Ketua majelis hakim Marulak Purba mengatakan DAJK selaku debitur telah melakukan wanprestasi. Debitur lalai dalam melaksanakan isi perjanjian perdamaian yang telah disahkan atau dihomologasi antara debitur dan para krediturnya.
Oleh karena itu, Marulak menilai pembatalan perdamaian oleh bank berkode BMRI patut dan layak untuk dikabulkan. "Mengabulkan permohonan pemohon [Bank Mandiri] untuk seluruhnya. Menyatakan PT Dwi Aneka Jaya Kemasindo Tb pailit dengan segala akibat hukumnya," katanya membacakan amar putusan, Rabu (22/11/2017).
Majelis juga menyatakan batal perjanjian perdamaian yang disahkan 31 Januari 2017 antara debitur dengan para krediturnya. Seiring dengan hal itu, majelis hakim mengangkat Abdul Kohar sebagai hakim pengawas kepailitan. Selanjutnya, majelis menunjuk dua kurator yakni Titik Kurniawati Soebagjo dan Rio Simanjuntak.

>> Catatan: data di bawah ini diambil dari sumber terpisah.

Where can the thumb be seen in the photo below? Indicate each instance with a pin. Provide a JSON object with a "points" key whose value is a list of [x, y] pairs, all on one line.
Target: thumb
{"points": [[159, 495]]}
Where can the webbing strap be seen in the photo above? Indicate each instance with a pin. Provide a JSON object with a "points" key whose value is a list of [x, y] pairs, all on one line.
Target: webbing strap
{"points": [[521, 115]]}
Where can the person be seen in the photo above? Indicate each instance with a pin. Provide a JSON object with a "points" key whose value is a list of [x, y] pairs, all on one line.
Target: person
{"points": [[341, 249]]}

Perkara ini berawal dari upaya BMRI membatalkan perjanjian perdamaian PT Dwi Aneka Jaya Kemasindo Tbk dengan para kreditur. Perkara ini terdaftar dengan No.7/Pdt.Sus-Gugatan Lain Lain/2017/PN.Jkt.Pst.
Kuasa hukum BMRI (kreditur) Farih Romdoni Putra meminta DAJK diputus pailit. Pasalnya, DAJK dinilai tidak menjalankan isi dari perjanjian perdamaian. Padahal, perjanjian perdamaian telah disahkan atau dihomogasi pada 31 Januari 2017. Hingga permohonan pembatalan diajukan, tuturnya, BMRI tidak menerima pembayaran sepersenpun.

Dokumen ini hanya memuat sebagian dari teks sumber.